El Profesor Corazón: Mi sombrero me habló, me dijo cosas…

– Alo Profesor Corazón, muy bien día

Si con él, ¿con quién tengo el gusto de entablar esta conversación? 

– Por ahora no le puedo dar mi nombre, pero le puedo decir que soy colega suyo, yo también soy profesor

Ahhh, usted también se dedica a las ciencias del amor…

– Nooooo, yo enseñaba historia, pero luego me cambié de rubro querido colega. Deje las aulas y me sumergí en el mundo del servicio público, que es mucho más lucrativo… dicen

Bueno, en realidad yo no me quejo de esta linda profesión, pero dígame, ¿para qué me llama? 

– Profesor, le cuento, hace unos meses mi partido me nominó como candidato para un puesto de elección popular. Primero tuve que pasar por una elección primaria y luego competir… 

Oiga, ¿y cómo le fue?

– Mal pue oiga, bueno no tan mal. Igual saqué hartos votos, más de los que yo esperaba, pero al final no salí elegido, usted sabe, esto del binominal a veces es injusto, sino pregúntele a Manolito que…

Sabe qué, no tengo todo el tiempo del mundo, dígame cuál es su problema…

– El asunto es que para mi campaña, mis asesores me dijeron que debía tener un elemento diferenciador.

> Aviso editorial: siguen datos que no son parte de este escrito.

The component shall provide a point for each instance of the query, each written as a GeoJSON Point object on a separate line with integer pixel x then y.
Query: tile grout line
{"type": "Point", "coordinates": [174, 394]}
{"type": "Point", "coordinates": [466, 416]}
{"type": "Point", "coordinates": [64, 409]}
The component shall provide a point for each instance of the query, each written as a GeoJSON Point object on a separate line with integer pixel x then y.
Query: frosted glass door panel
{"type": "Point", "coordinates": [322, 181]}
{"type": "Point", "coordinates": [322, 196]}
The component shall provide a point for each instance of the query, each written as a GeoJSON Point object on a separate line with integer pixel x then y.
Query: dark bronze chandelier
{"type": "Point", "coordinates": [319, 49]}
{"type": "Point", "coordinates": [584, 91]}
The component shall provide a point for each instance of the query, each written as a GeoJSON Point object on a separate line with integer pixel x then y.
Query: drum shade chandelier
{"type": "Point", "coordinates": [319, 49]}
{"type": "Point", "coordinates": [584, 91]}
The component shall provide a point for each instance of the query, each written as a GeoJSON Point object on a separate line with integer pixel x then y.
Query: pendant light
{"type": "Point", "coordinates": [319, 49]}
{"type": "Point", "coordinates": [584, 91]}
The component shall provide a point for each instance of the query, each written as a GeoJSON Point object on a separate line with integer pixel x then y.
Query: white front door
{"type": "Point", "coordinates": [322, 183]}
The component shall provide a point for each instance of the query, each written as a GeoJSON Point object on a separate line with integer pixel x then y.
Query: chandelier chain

Había otros candidatos que peinaron la muñeca, perdón, regalaron muñecas, entonces lo que hice fue buscar un símbolo de mis orígenes, la pampa salitrera… 

¿Y qué fue lo que se le ocurrió?

– Fue entonces que empecé a usar sombrero, al igual que en la pampa. Claro que muchos decían que me creía de esos abogados que van a los cafés del centro de Antofagasta, o como ese tal Aldo Duque que aparece en los programas de farándula…

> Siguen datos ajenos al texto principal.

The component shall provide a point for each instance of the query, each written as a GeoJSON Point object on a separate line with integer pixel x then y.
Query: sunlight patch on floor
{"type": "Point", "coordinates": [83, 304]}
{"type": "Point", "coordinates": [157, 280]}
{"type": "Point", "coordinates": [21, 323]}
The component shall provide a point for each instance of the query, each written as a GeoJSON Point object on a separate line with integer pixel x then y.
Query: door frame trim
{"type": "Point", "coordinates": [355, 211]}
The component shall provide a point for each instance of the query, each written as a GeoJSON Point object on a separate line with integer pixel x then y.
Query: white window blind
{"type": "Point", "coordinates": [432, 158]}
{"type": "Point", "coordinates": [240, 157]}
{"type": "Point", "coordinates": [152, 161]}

Ja.Ja.Ja.Ja que gracioso ¿y le resultó la movida?

– La verdad es que no mucho. No salí elegido y la gente preguntaba más por el sombrero que por mis propuestas. Todo el mundo se acercaba y me preguntaba dónde lo había comprado, pero lo peor estaba por venir profesor… 

Shuuuuu ¿qué le pasó?

– Ya terminando la campaña, pocos días antes de las elecciones, comencé a escuchar voces. Pensé que era por el estrés de la campaña, pero esa voz venía de mi cabeza. ¡Era mi sombrero profesor!

¿Cómo es eso? ¿El sombrero le habló?

– …me dijo cosas, que no puedo repetir, porque me habla solo a mi.

De todos los años que llevo en esta consulta, es primera vez que me toca un caso como éste.

– Lo peor de todo es que no solamente hablaba, también cobró vida propia y empezó a hacer su propia campaña. Creo que tiene aspiraciones a algún cargo público. Y ahora que me nombraron intendente, me tiene obligado a que lo ponga en alguna terna. No sé que hacer profesor.

Ja.Ja.Ja.ja pero deshágase de ese sombrero pue…

– Si eso hice profesor. Ahora que me nombraron ya no lo uso, pero tengo temor que tenga otros planes.